To define the volume constraint, do the following:
1. Define a Design Response (DRESP) that contains the sum of the total volume of the optimization group:
```
DRESP
 ID_NAME    = Vol
 LIST       = NO_LIST
 DEF_TYPE   = SYSTEM
 TYPE       = VOLUME
 EL_GROUP   = ALL_ELEMENTS
 GROUP_OPER = SUM
END_
```
2. Reference the Design Response in a constraint (CONSTRAINT) and restrict it to 50% of the initial volume:
```
CONSTRAINT
 ID_NAME   = Max_Vol
 DRESP     = Vol
 MAGNITUDE = REL
 LE_VALUE  = 0.9
END_
```

Set up the optimization.

Define an element group (Cluster1, Cluster2,... [predefined in the example model]) for each of the clustering areas and assign them to a clustering design variable constraint as follows:

DVCON_SIZING
 ID_NAME    = CLUSTERING
 EL_GROUP   = Cluster1
 EL_GROUP   = Cluster2
 EL_GROUP   = Cluster3
 EL_GROUP   = Cluster4
 EL_GROUP   = Cluster5
 EL_GROUP   = Cluster6
 EL_GROUP   = Cluster7
 EL_GROUP   = Cluster8
 EL_GROUP   = Cluster9
 EL_GROUP   = Cluster10
 EL_GROUP   = Cluster11
 EL_GROUP   = Cluster12
 EL_GROUP   = Cluster13
 EL_GROUP   = Cluster14
 EL_GROUP   = Cluster15
 EL_GROUP   = Cluster16
 EL_GROUP   = Cluster17
 EL_GROUP   = Cluster18
 EL_GROUP   = Cluster19
 EL_GROUP   = Cluster20
 EL_GROUP   = Cluster21
 EL_GROUP   = Cluster22
 EL_GROUP   = Cluster23
 EL_GROUP   = Cluster24
 CHECK_TYPE = CLUSTER
END_

Reference the Design Variables, Objective Function, and constraints in the OPTIMIZE command:

OPTIMIZE
 ID_NAME    = Opt_Plate
 DV         = Opt_Plate_DESIGN_AREA_
 OBJ_FUNC   = Min_Disp_x
 CONSTRAINT = Max_Vol
 DVCON      = CLUSTERING
 STRATEGY   = SIZING_SENSITIVITY
END_

Define specific settings for optimization in the OPT_PARAM command:

OPT_PARAM
 ID_NAME                  = Bending_Plate_NL_OPT_PARAM_
 OPTIMIZE                 = Bending_Plate_NL
 AUTO_FROZEN              = LOAD
 THICKNESS_UPDATE         = CONSERVATIVE
 THICKNESS_MOVE           = 0.25
 STOP_CRITERION_LEVEL     = BOTH
 STOP_CRITERION_OBJ       = 0.001
 STOP_CRITERION_THICKNESS = 0.005
 STOP_CRITERION_ITER      = 4
END_

Important: Optimization with nonlinearities should run with THICKNESS_UPDATE = CONSERVATIVE to improve convergence.

Set an additional command in the OPTIONS command:
```
OPTIONS
 IGNORE_NUM_OF_OBJF_TERMS = YES
END_
```
This is needed because, by default, Tosca Structure allows only 50 terms in the objective definition.
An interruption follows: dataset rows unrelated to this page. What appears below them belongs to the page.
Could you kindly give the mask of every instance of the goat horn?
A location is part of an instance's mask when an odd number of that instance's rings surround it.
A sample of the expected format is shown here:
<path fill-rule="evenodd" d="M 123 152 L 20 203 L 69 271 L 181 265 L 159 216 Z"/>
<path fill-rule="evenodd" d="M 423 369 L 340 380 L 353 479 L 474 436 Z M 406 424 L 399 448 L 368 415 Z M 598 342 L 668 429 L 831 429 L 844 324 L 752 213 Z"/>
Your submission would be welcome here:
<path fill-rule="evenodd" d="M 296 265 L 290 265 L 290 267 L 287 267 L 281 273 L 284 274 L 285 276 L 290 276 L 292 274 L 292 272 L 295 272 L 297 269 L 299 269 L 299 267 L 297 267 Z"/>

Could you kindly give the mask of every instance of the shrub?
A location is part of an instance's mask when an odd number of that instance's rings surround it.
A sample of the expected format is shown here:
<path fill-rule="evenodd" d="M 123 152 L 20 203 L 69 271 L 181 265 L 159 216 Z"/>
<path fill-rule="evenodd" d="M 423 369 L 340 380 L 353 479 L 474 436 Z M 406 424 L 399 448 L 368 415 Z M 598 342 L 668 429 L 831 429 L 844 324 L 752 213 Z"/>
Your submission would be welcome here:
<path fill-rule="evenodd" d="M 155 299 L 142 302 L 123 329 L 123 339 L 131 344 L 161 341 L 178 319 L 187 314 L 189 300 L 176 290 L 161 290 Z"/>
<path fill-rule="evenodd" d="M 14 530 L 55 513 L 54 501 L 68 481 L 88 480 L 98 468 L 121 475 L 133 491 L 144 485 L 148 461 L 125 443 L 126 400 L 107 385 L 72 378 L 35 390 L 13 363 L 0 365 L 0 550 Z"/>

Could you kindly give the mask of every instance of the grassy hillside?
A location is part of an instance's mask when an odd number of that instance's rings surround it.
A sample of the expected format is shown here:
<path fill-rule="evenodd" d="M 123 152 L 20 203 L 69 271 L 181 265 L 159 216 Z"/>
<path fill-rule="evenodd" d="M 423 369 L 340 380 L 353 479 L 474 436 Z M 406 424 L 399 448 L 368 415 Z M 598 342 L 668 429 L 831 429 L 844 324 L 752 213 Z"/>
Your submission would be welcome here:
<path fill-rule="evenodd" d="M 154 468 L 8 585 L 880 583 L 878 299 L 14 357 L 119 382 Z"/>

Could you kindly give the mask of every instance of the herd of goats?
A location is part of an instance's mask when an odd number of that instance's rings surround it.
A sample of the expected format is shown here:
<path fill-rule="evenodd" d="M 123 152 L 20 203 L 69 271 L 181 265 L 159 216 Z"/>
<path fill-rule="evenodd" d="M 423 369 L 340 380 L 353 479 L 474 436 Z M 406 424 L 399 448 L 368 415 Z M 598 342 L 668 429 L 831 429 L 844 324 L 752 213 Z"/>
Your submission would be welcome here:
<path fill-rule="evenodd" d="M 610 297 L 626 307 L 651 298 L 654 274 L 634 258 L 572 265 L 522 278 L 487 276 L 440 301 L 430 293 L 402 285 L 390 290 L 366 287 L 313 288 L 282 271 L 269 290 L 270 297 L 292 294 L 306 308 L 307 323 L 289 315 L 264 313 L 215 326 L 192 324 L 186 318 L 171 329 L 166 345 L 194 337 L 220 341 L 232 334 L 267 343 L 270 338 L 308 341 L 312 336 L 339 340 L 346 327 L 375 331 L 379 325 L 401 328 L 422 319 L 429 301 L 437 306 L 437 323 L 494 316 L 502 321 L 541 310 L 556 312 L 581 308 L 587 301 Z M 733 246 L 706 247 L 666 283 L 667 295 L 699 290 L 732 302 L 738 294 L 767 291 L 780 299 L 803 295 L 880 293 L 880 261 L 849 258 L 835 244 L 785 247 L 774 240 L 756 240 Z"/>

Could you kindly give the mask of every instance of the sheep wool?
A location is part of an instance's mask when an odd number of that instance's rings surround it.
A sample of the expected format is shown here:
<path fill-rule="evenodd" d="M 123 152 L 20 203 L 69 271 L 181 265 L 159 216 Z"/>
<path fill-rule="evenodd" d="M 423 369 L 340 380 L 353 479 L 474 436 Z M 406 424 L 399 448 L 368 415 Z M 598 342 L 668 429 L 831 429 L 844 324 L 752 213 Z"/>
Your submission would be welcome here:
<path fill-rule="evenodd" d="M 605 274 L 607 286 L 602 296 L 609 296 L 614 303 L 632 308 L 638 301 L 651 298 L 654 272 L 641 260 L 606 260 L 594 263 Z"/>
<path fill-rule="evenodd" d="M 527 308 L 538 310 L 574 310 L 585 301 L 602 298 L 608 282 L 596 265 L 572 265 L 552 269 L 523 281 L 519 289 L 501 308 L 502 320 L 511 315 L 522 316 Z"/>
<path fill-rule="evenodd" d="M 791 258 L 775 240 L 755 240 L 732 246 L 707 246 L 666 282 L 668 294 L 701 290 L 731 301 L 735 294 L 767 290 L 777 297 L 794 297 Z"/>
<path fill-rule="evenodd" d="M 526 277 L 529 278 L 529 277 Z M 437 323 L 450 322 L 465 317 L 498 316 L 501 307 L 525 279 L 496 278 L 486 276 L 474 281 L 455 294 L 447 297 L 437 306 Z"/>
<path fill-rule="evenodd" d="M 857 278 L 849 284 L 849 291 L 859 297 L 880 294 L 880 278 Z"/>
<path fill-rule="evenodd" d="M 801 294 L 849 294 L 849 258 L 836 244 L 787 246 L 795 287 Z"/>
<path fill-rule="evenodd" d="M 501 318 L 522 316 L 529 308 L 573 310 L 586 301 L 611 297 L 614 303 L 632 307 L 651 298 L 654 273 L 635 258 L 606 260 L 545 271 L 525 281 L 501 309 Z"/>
In this example, there are 79 nodes to be optimized. Thus, by ignoring the warning the optimization is allowed to run freely.
1. Optimum without considering nonlinear effects.
  
  Optimum when ignoring nonlinear effects contains members (at load application) with high thickness along the membrane in order to resist the displacement caused by the tension load (does not account for bending).
2. Optimum considering nonlinear effects.
  
  Optimum when considering nonlinear effects results in a structure that resists the bending force (the load in the membrane is very minimal and, hence, not much contribution).